C’est l’histoire d’une dépossession totale de soi, d’un conditionnement d’une exceptionnelle ingéniosité, d’une désintégration lente, barbare et méthodique. C’est vicieux, c’est subtil, c’est presque du génie tant c’est cruel. Des jours entiers, Baptiste est maltraité, humilié, drogué, manipulé, fracassé. Ses bourreaux le brisent froidement, méticuleusement, de façon à ôter en lui tout ce qui faisait son essence et recueillir un contenant vide, un corps dépeuplé dans lequel ils pourront y enfouir Yumaï, le nouveau guerrier blond. Un Yumaï qui pourra devenir un enfant-soldat. Un Yumaï qui pourra tuer. Dès lors, Baptiste est mort. Ce qui l’a tué – et comment ça l’a tué – constituera le fil rouge du roman.

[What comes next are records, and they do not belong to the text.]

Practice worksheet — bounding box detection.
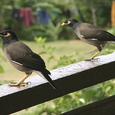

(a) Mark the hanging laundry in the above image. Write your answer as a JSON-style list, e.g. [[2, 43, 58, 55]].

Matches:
[[11, 8, 21, 20], [38, 10, 50, 24], [20, 8, 34, 27]]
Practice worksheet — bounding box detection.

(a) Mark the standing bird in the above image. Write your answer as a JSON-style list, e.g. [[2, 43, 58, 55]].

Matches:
[[0, 30, 56, 89], [61, 18, 115, 60]]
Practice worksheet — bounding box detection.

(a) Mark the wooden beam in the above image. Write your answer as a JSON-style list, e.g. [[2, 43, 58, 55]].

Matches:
[[0, 53, 115, 115], [61, 95, 115, 115]]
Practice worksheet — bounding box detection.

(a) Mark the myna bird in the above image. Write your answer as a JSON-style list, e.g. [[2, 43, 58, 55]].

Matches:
[[0, 30, 56, 89], [61, 18, 115, 60]]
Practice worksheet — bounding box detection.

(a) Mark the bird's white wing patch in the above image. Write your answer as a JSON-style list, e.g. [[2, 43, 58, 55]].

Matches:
[[12, 60, 23, 66]]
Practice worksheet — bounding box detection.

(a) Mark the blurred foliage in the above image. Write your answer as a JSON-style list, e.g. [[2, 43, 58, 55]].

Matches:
[[0, 44, 6, 73], [34, 37, 78, 69], [0, 0, 112, 40]]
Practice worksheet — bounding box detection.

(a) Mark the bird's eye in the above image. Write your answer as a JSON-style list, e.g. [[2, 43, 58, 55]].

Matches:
[[3, 33, 11, 37]]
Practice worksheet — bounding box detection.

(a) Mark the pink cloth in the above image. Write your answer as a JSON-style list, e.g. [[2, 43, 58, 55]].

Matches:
[[20, 8, 34, 27]]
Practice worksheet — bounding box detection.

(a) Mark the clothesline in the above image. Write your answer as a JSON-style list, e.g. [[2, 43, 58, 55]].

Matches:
[[11, 8, 50, 27]]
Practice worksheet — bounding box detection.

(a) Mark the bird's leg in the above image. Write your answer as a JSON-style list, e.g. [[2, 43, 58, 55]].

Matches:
[[86, 46, 102, 61], [9, 73, 32, 86]]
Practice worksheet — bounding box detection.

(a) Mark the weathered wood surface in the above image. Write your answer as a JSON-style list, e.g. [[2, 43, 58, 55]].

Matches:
[[0, 53, 115, 115], [61, 95, 115, 115]]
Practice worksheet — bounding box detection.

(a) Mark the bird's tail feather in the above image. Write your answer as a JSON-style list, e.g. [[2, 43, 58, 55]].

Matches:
[[37, 70, 56, 89]]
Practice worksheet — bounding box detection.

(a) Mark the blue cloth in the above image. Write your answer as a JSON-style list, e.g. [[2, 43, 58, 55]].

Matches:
[[38, 10, 50, 24]]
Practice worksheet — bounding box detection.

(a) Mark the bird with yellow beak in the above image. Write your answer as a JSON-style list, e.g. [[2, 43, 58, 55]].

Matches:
[[61, 18, 115, 60]]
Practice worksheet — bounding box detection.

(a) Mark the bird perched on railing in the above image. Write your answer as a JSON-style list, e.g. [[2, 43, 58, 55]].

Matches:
[[0, 30, 56, 89], [61, 18, 115, 60]]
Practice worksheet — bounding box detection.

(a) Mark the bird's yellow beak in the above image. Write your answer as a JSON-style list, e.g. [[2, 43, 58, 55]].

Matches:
[[61, 20, 71, 26]]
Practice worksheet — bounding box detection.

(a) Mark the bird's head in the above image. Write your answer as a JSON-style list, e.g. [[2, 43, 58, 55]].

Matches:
[[61, 18, 79, 27], [0, 30, 18, 41]]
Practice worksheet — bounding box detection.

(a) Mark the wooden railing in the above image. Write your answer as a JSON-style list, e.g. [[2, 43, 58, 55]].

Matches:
[[0, 53, 115, 115]]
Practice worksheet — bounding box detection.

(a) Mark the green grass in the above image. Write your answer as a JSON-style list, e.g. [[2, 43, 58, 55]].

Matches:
[[0, 40, 94, 80]]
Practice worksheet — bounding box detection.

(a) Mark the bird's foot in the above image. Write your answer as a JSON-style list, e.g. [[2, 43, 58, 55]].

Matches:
[[85, 58, 99, 61], [9, 82, 30, 86]]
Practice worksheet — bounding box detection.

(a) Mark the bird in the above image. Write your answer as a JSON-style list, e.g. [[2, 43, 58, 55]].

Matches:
[[0, 30, 56, 89], [61, 18, 115, 61]]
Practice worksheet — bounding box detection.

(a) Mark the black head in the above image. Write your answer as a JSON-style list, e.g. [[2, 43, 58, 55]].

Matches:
[[61, 18, 79, 27], [0, 30, 18, 43]]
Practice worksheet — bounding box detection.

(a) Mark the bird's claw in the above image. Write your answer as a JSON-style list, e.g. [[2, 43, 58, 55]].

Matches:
[[9, 82, 31, 86]]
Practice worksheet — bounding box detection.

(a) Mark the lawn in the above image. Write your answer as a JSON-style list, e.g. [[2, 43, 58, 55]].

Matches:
[[0, 40, 94, 80]]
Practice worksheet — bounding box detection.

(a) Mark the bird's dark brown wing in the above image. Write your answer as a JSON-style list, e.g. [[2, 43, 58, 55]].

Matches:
[[7, 42, 45, 71], [79, 23, 115, 41]]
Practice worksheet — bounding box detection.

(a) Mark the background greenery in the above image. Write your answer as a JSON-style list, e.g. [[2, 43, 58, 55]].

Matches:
[[0, 0, 115, 115]]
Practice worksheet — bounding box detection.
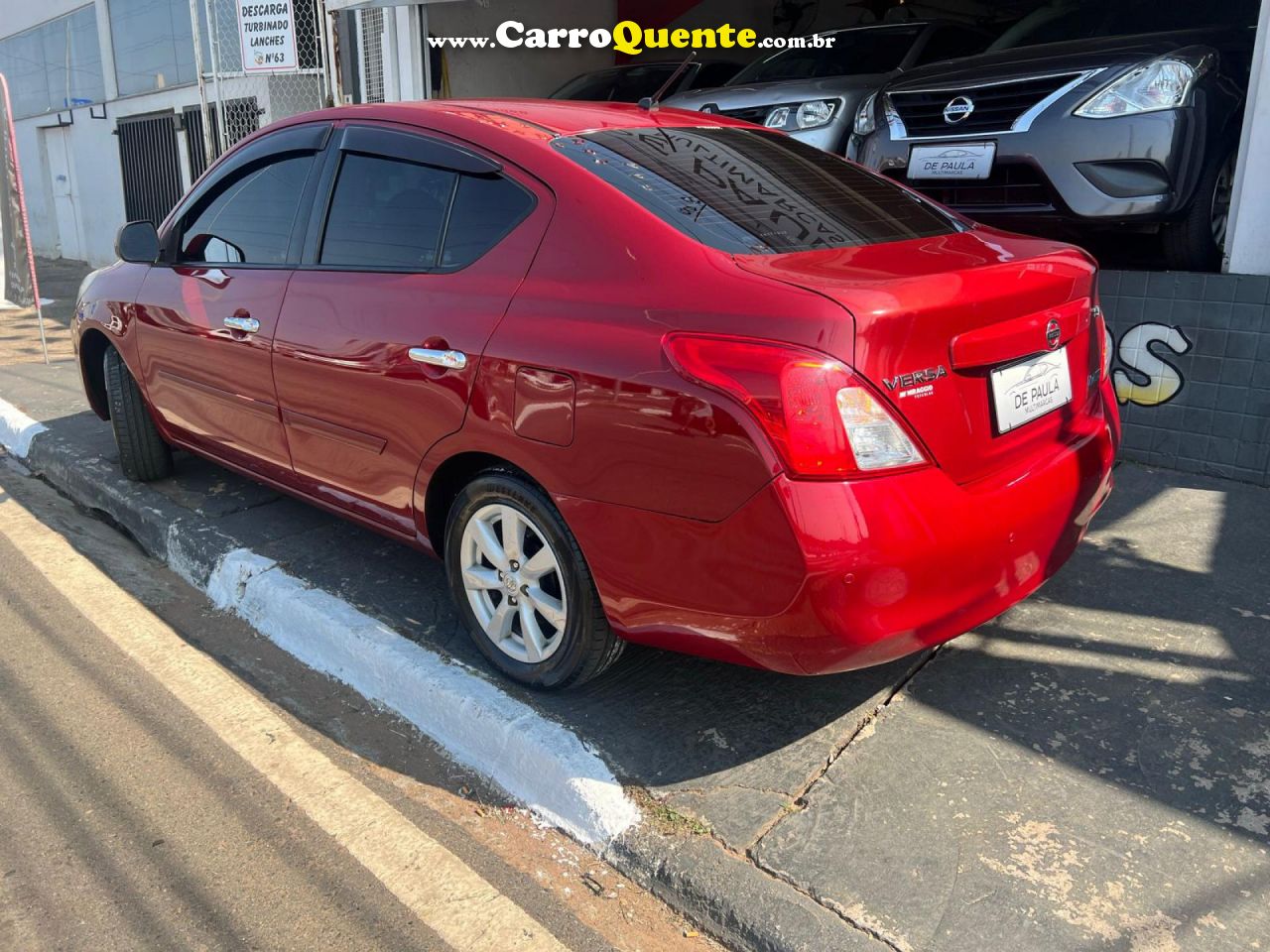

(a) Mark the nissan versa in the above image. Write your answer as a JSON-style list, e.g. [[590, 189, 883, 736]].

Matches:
[[847, 0, 1258, 271], [666, 20, 992, 155], [75, 100, 1119, 688]]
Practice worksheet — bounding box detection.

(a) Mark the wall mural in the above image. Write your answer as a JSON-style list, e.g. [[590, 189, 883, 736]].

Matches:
[[1107, 323, 1193, 407]]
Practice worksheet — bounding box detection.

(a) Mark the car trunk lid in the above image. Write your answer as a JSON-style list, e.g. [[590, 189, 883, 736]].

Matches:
[[736, 228, 1101, 482]]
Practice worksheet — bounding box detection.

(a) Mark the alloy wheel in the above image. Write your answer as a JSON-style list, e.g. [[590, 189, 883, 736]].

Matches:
[[458, 503, 569, 663], [1212, 155, 1234, 251]]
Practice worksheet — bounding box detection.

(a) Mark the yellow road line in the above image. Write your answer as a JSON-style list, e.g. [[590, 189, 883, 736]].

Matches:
[[0, 496, 566, 952]]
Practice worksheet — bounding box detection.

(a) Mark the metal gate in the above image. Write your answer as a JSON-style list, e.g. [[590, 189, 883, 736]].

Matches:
[[117, 113, 186, 225], [186, 0, 332, 164]]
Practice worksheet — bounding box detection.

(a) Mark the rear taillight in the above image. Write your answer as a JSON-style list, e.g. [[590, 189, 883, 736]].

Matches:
[[664, 334, 926, 479], [1089, 304, 1111, 381]]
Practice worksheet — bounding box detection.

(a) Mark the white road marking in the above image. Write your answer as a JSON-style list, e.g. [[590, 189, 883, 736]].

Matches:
[[0, 400, 49, 459], [0, 496, 566, 952], [0, 400, 641, 848]]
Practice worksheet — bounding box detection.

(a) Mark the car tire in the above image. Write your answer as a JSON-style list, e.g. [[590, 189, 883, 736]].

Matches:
[[1161, 146, 1237, 272], [445, 471, 625, 690], [103, 346, 172, 482]]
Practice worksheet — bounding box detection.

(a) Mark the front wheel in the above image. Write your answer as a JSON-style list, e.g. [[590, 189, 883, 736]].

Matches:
[[445, 472, 623, 689], [1161, 147, 1238, 272], [103, 346, 172, 482]]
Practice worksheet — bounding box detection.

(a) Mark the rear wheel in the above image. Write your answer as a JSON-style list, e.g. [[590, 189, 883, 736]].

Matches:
[[103, 346, 172, 482], [445, 472, 623, 689], [1161, 147, 1237, 272]]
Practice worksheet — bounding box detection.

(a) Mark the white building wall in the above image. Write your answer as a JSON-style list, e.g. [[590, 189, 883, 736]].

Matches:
[[0, 0, 210, 266]]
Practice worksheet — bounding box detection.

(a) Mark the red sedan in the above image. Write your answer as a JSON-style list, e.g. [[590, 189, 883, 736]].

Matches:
[[75, 100, 1119, 688]]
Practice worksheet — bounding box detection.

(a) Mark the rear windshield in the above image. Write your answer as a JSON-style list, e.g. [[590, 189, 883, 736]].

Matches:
[[727, 27, 922, 86], [555, 128, 958, 254], [552, 63, 680, 103]]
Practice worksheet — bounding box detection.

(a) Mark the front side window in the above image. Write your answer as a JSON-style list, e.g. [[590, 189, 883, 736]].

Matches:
[[320, 154, 458, 269], [318, 154, 535, 272], [181, 154, 314, 266], [107, 0, 197, 95], [555, 128, 958, 254], [0, 5, 105, 118]]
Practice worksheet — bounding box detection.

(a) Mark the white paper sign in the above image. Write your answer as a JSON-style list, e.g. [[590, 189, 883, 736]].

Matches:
[[236, 0, 296, 72]]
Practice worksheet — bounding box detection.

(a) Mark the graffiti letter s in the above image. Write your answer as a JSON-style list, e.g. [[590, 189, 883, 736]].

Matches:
[[1112, 323, 1192, 407]]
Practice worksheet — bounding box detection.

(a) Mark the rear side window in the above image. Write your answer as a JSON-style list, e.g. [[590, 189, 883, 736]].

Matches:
[[320, 154, 458, 268], [318, 154, 535, 272], [555, 128, 960, 254], [181, 155, 314, 266], [441, 176, 534, 268]]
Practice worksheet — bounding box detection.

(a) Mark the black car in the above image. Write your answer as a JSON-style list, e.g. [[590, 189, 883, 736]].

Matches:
[[848, 0, 1257, 271], [550, 60, 740, 103]]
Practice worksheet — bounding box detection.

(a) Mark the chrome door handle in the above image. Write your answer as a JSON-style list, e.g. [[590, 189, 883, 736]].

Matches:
[[225, 317, 260, 334], [410, 346, 467, 371]]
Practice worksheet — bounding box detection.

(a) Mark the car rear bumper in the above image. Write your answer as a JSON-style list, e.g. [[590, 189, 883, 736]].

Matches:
[[558, 385, 1119, 674], [848, 109, 1206, 223]]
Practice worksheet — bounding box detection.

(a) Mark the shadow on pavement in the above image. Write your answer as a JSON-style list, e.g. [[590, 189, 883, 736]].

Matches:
[[9, 368, 1270, 952]]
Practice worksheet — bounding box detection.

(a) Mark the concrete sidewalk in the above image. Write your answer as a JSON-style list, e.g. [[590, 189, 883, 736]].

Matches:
[[0, 352, 1270, 952]]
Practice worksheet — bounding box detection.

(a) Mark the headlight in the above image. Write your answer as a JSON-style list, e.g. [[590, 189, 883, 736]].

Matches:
[[852, 92, 877, 136], [1076, 52, 1211, 119], [763, 99, 838, 130]]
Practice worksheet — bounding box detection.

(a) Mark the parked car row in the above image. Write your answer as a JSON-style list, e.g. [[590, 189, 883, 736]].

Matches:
[[558, 0, 1260, 271]]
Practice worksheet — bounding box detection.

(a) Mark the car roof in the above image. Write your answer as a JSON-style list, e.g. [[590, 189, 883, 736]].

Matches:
[[278, 99, 752, 136]]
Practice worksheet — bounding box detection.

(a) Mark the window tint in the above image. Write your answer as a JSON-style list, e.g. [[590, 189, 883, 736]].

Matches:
[[693, 62, 740, 89], [181, 155, 314, 264], [441, 176, 534, 268], [555, 128, 957, 254], [320, 154, 458, 269]]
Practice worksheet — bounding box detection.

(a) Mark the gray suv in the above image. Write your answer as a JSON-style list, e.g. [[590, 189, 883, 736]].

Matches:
[[847, 0, 1257, 271], [663, 20, 992, 155]]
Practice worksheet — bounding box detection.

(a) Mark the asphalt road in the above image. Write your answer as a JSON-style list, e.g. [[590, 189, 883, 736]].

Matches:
[[0, 459, 715, 952]]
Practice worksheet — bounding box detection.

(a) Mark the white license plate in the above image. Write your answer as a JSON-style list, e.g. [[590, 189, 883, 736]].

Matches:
[[908, 142, 997, 178], [992, 346, 1072, 432]]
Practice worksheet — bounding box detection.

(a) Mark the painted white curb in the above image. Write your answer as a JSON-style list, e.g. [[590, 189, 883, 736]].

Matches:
[[0, 400, 49, 459], [0, 400, 640, 847]]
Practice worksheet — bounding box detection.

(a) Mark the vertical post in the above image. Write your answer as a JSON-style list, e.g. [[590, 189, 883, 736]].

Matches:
[[186, 0, 212, 174], [203, 0, 230, 155], [0, 72, 49, 364]]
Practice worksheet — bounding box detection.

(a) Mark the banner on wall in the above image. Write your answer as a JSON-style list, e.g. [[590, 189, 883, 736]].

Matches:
[[0, 72, 49, 363]]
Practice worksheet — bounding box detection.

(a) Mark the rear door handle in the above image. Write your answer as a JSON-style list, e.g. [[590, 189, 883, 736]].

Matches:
[[410, 346, 467, 371], [225, 316, 260, 334]]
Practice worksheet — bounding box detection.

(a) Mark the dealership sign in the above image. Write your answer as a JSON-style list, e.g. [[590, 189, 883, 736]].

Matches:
[[236, 0, 296, 72]]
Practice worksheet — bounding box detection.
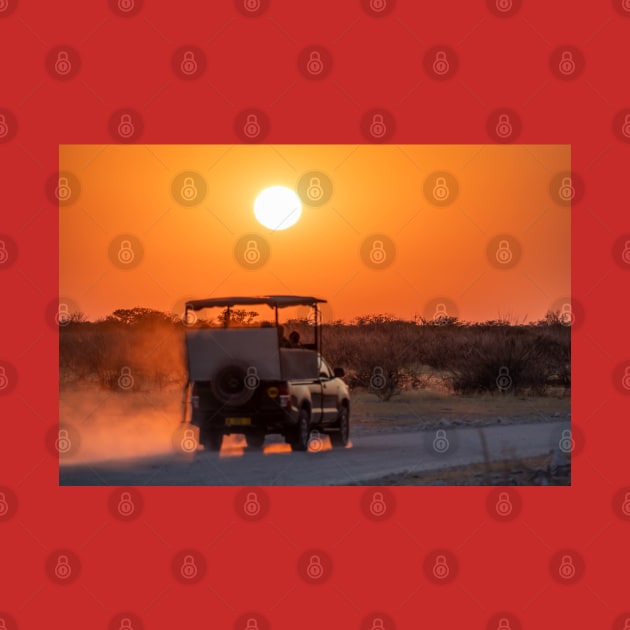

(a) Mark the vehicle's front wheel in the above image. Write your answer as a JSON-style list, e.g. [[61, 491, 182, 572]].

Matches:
[[245, 431, 265, 450], [329, 405, 350, 448], [290, 407, 311, 451], [199, 427, 223, 452]]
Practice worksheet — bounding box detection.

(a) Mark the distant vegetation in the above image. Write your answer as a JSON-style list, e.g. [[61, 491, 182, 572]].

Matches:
[[59, 308, 571, 400]]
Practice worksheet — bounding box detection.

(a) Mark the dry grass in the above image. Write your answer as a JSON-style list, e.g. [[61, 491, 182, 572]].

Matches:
[[59, 309, 571, 403]]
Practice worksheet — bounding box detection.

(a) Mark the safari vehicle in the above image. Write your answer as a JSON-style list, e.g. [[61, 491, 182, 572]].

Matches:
[[184, 295, 350, 451]]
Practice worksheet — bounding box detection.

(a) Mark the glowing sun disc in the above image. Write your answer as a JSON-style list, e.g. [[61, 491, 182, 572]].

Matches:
[[254, 186, 302, 230]]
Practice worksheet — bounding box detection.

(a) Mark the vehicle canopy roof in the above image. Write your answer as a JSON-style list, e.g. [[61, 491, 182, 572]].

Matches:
[[186, 295, 326, 311]]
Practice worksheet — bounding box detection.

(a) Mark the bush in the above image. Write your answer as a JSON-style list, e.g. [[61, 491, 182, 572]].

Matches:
[[59, 308, 571, 400]]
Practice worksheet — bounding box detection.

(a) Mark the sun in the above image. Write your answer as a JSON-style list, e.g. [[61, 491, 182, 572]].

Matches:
[[254, 186, 302, 230]]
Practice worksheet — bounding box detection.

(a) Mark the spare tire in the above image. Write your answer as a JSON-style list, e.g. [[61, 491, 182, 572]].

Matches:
[[210, 364, 256, 407]]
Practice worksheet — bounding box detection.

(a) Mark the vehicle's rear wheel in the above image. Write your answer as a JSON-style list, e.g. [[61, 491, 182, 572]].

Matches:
[[289, 407, 311, 451], [245, 431, 265, 449], [329, 405, 350, 448], [199, 426, 223, 452]]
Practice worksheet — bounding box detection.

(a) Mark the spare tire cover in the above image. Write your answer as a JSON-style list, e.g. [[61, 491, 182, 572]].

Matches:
[[210, 363, 256, 407]]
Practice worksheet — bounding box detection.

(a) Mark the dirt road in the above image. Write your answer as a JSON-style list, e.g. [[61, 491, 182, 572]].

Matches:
[[60, 419, 570, 486]]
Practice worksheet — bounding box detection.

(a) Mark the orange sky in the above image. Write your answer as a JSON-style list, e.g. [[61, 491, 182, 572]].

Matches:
[[59, 145, 571, 321]]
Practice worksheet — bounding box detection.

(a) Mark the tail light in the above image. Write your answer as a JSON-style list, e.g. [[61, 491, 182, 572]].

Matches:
[[278, 385, 291, 409]]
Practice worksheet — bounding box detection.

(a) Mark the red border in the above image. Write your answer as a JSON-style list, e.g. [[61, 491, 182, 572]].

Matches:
[[0, 0, 630, 629]]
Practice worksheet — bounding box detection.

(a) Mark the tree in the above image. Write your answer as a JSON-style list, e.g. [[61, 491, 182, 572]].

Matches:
[[105, 306, 173, 326]]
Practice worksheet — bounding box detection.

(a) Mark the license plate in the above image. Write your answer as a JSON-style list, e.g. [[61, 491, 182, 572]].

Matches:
[[225, 418, 252, 427]]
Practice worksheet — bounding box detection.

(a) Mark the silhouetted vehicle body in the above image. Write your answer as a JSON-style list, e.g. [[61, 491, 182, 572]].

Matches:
[[184, 295, 350, 451]]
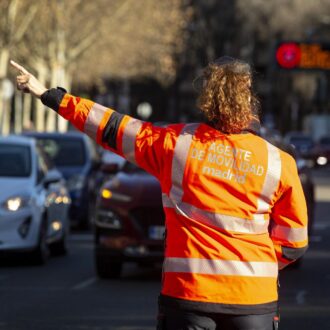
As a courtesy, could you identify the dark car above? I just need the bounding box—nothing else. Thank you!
[284,132,315,159]
[94,162,165,278]
[314,136,330,166]
[25,132,100,227]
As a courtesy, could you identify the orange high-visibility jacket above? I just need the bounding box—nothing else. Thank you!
[41,89,308,314]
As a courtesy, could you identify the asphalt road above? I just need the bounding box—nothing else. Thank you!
[0,169,330,330]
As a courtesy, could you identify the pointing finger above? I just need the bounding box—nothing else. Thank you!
[10,60,29,74]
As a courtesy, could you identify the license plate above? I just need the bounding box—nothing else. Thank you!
[149,226,165,239]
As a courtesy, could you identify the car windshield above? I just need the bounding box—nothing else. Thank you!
[38,137,86,167]
[0,144,31,177]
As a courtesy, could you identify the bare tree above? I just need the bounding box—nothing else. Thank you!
[0,0,38,134]
[10,0,187,130]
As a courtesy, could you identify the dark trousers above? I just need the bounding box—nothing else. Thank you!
[157,306,278,330]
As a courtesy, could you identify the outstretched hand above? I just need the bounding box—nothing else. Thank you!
[10,61,47,98]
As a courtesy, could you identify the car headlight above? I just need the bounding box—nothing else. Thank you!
[67,175,85,191]
[316,156,328,165]
[101,188,132,202]
[2,196,29,212]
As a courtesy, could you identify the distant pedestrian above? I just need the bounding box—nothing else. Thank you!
[12,57,308,330]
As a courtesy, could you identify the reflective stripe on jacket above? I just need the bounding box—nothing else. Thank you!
[42,90,308,307]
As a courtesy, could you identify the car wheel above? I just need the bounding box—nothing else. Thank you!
[31,216,49,265]
[49,234,68,256]
[95,252,123,279]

L’écriture d’Alain Blottière reste un enchantement : toujours aussi délicate, tout en lyrisme et brisures. C’est sincère, c’est puissant, c’est infiniment respectueux. Aucun jugement ne perce dans le récit de cette atroce captivité : la plume de l’auteur observe, contemple et transcrit. Il s’efface derrière ses personnages, soucieux et fidèle. Il met en valeur leurs disgrâces autant que leurs beautés, il en fait des portraits sensibles et vrais.
On en ressort vacillant, fébrile, nauséeux. C’est un roman qui laisse comme un goût d’acier dans la bouche, ça vous hante et ça vous accuse. L’auteur n’hésite pas à creuser, visiter les entrailles de ces êtres qui ont choisi de tuer au nom de Dieu. Et c’est terrible à dire mais on en vient presque à comprendre comment ce travail de désintégration est possible, comment on en vient à faire d’un gamin, d’un jeune homme, un être-robot dépouillé de toute faculté de raisonnement et de toute lucidité.
Alain Blottière raconte le dépouillement de soi et la monstruosité gratuite avec une déférence et une délicatesse extraordinaires. On ne sort pas indemne de ce roman qui enlace la pureté d’un chagrin auquel on ne peut plus rien à la majesté poignante de la reddition.